I may be overweight but when it comes to my laptops, I like them thin and light.
I have spent over 20 years reviewing laptops, and suffice to say, they have pretty much become commodity products. It’s hard to find anything new and sexy these days about laptops. But everyone still needs one – which makes it harder for consumers to make a choice, especially when everything looks the same.
Many PC guides throw a bunch of specs and stats that might seem cool to the uber-geeks but from my experience, they are usually gobbledegook for the average mortal who just wants to get a laptop that meets his or her specific use.

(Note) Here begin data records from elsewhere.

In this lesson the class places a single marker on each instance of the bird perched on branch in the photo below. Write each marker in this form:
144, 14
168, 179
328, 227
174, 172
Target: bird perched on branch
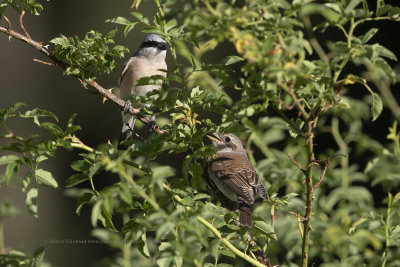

For this series of our Laptop Buying Guide, I hope to offer useful tips to consumers to make a more informed buying decision, focusing on the key features and considerations that matter, explained in as simple layman language as I can muster.
The weapon for the road warrior
When you are constantly on the move, a laptop feels heavier as the day gets longer. Students, business executives and just about anyone who is constantly on the move will need a thin-and-light laptop that eases the strain from hours of lugging their device around and have plenty of battery to go the distance. At the same time, these road warriors are likely to be masters of presentations, so the best connectivity features are a must.
Key considerations when choosing a thin-and-light ultrabook
There are two key features to think about when choosing a laptop in this category – weight and battery life.
For many few years now, the magic number to achieve is 1kg. Having tested and owned many laptops for many years, I always look for laptops that are in this weight class. Such a light laptop would cost you an arm and a leg in the past, but these days, they are within reach of everyone.
For those who are on a tighter budget, there are also laptops that weigh about 1.2kg – 200g heavier than my ideal weight but also $200 to $300 lighter on your wallet for the same tech specs.
To illustrate this point, I got my hands on the 14-inch Acer Swift 5 (1kg) and 14-inch Acer Swift 3 (1.2kg) ultrabooks. Both machines look identical and only upon closer inspection does one realise that the Swift 5 has a touch screen. The other big difference is that the Swift 5 is 200g lighter.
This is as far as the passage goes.